Malvertising and Ransomware Are Major Threats

From malvertising that has returned with a vengeance to crypto-ransomware—a lethal form of ransomware—cyber-criminals are using more sophisticated attacks in existing channels to target new victims, according to the “Q1 2015 Security Round-Up” by security company Trend Micro.

Malvertising has become so sophisticated that it is now being used in combination with zero-day exploits to take advantage of victims. According to Christopher Budd, Trend Micro’s global threat communications manager, part of the issue with zero-day exploits is that there’s no patch for them when a computer is being attacked. “When it’s happening, there’s nothing you can do to protect yourself,” he says.

However, three of the four exploits disclosed specifically targeted various versions of Adobe Flash, and two of those three arrived through malvertising, according to the report. Exploit CVE-2015-0313, which targeted Adobe Flash versions up to 16.0.0.296, used malvertisements, but did not require victims to stumble across a malicious page to be infected. The fourth zero-day exploit, targeting Microsoft Internet Explorer versions 9 through 11, used malicious links.

“The thing with an exploit kit is that someone who is not technical can take a kit and build a really effective attack,” Budd explains. “Those exploits are building on zero-day vulnerabilities.
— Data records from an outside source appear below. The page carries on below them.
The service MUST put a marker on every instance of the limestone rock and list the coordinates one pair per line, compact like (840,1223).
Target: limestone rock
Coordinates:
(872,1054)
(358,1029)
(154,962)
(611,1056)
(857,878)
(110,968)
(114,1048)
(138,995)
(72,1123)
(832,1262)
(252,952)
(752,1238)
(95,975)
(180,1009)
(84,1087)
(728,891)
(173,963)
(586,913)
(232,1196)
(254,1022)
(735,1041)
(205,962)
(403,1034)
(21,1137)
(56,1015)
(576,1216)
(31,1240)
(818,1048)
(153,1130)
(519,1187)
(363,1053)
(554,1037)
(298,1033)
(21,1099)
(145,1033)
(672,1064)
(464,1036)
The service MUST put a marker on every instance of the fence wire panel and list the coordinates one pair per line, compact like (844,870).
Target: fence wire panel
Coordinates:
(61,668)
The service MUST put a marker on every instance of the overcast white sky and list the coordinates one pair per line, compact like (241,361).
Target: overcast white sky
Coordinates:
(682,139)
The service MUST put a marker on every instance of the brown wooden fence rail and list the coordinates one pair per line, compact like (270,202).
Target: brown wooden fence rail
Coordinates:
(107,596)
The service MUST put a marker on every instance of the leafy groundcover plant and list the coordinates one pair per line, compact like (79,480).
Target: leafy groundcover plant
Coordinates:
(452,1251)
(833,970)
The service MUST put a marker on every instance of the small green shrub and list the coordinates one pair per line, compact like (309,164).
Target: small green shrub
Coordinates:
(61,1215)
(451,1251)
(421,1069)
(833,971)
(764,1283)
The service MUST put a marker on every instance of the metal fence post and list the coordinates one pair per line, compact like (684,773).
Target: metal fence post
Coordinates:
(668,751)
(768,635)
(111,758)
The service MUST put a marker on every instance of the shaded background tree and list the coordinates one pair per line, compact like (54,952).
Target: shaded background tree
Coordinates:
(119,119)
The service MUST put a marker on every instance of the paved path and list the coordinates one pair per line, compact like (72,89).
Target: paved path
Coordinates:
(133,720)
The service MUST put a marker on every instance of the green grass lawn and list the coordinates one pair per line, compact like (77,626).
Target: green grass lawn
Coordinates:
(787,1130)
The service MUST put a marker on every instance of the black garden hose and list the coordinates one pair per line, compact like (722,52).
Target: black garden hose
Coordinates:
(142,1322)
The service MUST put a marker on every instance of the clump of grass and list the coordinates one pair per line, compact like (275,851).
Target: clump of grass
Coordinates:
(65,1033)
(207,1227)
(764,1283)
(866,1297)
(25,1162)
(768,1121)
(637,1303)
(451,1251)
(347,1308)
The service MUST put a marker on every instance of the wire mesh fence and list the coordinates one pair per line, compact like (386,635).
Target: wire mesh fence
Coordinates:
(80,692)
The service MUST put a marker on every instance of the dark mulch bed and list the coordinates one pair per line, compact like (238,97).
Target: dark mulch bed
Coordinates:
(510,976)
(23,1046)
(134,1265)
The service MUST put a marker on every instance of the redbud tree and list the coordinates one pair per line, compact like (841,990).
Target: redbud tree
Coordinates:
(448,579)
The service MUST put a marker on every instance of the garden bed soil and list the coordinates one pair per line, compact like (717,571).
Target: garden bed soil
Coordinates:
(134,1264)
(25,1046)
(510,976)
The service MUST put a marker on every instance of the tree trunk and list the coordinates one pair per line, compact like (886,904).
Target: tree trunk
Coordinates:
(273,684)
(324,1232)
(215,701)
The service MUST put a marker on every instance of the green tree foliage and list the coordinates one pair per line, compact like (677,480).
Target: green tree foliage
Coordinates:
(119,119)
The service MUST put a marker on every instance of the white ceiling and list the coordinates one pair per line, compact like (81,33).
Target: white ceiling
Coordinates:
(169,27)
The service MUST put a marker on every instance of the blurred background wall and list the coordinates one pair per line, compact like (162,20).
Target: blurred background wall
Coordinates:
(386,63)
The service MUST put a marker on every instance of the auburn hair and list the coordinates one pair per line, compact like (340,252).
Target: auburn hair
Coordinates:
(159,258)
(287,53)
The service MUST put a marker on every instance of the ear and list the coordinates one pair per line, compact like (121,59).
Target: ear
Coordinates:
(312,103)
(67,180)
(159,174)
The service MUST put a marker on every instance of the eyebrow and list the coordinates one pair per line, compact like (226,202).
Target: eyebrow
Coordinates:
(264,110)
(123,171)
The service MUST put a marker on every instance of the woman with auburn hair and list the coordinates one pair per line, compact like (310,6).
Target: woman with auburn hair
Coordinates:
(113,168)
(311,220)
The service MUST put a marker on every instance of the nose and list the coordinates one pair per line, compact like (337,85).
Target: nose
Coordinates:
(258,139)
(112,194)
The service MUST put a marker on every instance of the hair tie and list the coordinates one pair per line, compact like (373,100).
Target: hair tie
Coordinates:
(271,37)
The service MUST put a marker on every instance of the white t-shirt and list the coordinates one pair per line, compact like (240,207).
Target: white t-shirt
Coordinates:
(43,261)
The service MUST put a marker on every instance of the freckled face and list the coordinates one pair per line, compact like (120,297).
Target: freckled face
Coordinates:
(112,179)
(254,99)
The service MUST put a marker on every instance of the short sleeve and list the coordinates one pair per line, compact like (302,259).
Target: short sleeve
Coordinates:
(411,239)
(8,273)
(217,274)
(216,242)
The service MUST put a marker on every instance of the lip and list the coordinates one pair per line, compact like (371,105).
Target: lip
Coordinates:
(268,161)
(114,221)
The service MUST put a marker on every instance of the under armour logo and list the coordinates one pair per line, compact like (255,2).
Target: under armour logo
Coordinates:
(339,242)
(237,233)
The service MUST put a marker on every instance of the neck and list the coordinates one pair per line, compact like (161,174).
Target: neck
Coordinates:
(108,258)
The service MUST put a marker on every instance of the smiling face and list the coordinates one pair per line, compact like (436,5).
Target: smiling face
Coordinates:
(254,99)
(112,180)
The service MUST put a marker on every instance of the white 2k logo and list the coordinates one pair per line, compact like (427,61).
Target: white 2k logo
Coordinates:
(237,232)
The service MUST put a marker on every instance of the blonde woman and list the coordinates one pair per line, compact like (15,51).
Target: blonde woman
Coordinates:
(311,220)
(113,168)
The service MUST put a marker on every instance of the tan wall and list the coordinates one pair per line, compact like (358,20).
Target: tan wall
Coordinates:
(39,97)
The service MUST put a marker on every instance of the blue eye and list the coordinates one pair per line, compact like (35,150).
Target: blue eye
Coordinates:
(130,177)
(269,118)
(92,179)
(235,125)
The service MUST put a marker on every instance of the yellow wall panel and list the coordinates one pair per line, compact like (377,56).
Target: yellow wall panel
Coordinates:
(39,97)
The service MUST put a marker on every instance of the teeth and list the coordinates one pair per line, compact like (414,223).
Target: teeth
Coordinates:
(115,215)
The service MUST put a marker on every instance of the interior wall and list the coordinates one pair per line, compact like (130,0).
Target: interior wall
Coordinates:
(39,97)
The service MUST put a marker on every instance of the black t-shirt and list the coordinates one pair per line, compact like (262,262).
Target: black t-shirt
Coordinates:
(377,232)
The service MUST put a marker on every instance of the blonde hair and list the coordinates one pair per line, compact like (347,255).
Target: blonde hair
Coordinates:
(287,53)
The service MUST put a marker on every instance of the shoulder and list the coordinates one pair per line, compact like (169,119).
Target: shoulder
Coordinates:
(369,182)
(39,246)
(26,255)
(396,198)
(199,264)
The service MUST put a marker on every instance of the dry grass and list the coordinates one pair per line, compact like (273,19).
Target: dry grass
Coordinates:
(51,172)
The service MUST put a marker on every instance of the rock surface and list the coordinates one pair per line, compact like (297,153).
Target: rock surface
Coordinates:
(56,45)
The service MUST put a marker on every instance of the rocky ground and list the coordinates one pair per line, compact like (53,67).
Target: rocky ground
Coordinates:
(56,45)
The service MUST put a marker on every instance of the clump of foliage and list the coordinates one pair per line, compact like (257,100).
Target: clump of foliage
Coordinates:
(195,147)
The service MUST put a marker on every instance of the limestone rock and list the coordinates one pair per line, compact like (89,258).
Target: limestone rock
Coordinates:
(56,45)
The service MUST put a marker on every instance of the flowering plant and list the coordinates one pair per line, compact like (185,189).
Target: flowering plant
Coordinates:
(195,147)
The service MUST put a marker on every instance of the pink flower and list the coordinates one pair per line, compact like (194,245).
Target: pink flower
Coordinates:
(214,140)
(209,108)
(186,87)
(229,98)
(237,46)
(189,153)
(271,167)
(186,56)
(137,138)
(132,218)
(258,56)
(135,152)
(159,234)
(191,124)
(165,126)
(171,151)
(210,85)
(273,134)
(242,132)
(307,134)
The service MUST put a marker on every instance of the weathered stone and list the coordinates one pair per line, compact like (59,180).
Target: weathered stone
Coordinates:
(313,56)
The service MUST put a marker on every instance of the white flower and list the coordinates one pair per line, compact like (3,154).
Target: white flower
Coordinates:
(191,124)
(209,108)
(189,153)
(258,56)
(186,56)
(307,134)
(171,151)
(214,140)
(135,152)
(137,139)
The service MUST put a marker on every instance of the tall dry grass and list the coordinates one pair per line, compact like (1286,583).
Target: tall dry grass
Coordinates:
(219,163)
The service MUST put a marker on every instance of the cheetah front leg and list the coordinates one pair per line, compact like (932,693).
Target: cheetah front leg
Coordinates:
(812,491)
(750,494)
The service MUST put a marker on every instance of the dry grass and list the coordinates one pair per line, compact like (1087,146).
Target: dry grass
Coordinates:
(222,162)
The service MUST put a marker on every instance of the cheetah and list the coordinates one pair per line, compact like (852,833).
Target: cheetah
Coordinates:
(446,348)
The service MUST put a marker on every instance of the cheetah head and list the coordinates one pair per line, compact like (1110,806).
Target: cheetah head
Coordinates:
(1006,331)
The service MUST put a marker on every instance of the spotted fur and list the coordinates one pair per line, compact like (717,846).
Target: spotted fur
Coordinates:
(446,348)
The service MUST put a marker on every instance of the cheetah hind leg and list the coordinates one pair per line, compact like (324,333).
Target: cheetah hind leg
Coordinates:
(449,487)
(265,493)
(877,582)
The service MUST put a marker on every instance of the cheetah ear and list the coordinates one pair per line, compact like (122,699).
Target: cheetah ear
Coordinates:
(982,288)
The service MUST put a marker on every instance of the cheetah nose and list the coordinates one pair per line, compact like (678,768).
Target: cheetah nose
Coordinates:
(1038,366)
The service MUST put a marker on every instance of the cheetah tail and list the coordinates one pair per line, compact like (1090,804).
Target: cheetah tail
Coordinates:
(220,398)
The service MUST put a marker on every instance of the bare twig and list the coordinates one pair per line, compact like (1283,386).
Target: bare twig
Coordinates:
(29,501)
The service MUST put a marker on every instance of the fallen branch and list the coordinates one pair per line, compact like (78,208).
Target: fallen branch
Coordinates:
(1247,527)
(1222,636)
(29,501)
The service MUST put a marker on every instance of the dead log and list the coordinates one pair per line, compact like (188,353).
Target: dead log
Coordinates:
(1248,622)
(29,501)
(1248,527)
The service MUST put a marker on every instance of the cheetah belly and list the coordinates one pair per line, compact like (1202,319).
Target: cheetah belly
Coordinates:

A situation is being created in which people are essentially turning out attacks that they can unleash on third-party servers.” Adding to the problem is the fact that third-party servers can appear on trusted Websites.

Number of Crypto-Ransomware Attacks Increase

Sophisticated malvertising exploits are not the only attacks that have increased this year. The report also shows that nearly half of all detected ransomware attacks have been crypto-ransomware in nature, in which victims’ files are encrypted to ensure payment.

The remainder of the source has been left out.